Jonathan Pushnik (photographer),
Tiffany Frasier (writer)
Soccer players blur together on the pitch. Forget trying to read their numbers; they are reduced to a trail of their kit’s color. Maybe this is why soccer stars of renown (at least in the American consciousness) have had distinctive haircuts: Cobi Jones had dreadlocks; Alexi Lalas has a plume of red hair. Natasha Kai doesn’t go wild at the salon—it’s her time spent in tattoo parlors, along with a beautiful game, that makes her stand out.
After getting her first tattoo as the result of a dare at age 19, Kai fell in love with the artwork and freedom of expression that tattoos allow. She now has plenty of tattoos, one drawing inspiration from soccer. “It’s the word believe in Chinese with God’s hands around it,” Kai says. “At the Beijing Olympics we knew that if we believed in each other and played hard, we would win.” They took home the gold over the vaunted Brazilian squadron.
Kai has become one of the most recognized female soccer players in the world since making her United States Women’s National Team debut at the Algarve Cup in Portugal in 2006. Two years later, Kai scored the game-winning goal against Canada in extra time during the quarterfinals of the Olympics, advancing her team into the medal round. In Women’s Professional Soccer Kai helped Sky Blue FC win the 2009 Championship, and this season she is suiting up for the Philadelphia Independence. She was also the first athlete in Western Athletic Conference history to earn three Player of the Year awards while playing soccer at the University of Hawaii at Manoa.
Most of Kai’s art was done by artists in her native Hawaii. She has two turtles indigenous to the island on her back, a Polynesian tattoo sleeve on her right arm, and the state flower, the hibiscus, on her right shoulder.
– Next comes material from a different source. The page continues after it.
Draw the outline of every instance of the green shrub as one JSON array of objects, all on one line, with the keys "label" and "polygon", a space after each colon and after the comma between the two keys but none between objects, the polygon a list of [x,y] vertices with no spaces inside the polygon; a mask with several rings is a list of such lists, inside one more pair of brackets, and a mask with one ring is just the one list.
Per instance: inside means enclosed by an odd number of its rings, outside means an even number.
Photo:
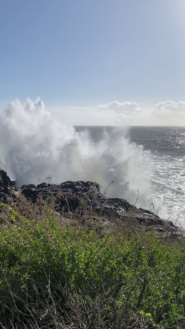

With plenty of tattoo work already done, she’s now working to make pro soccer a popular sport in the United States, just as it is in South America and Europe. She also wants American players to be more visible in the soccer world. “It doesn’t matter where you come from. I’m from a small island but I feel free on the field,” Kai says. “When I’m out there [on the field] it’s my domain, I have no worries, and I play hard. Play with your heart and you’ll be unstoppable.”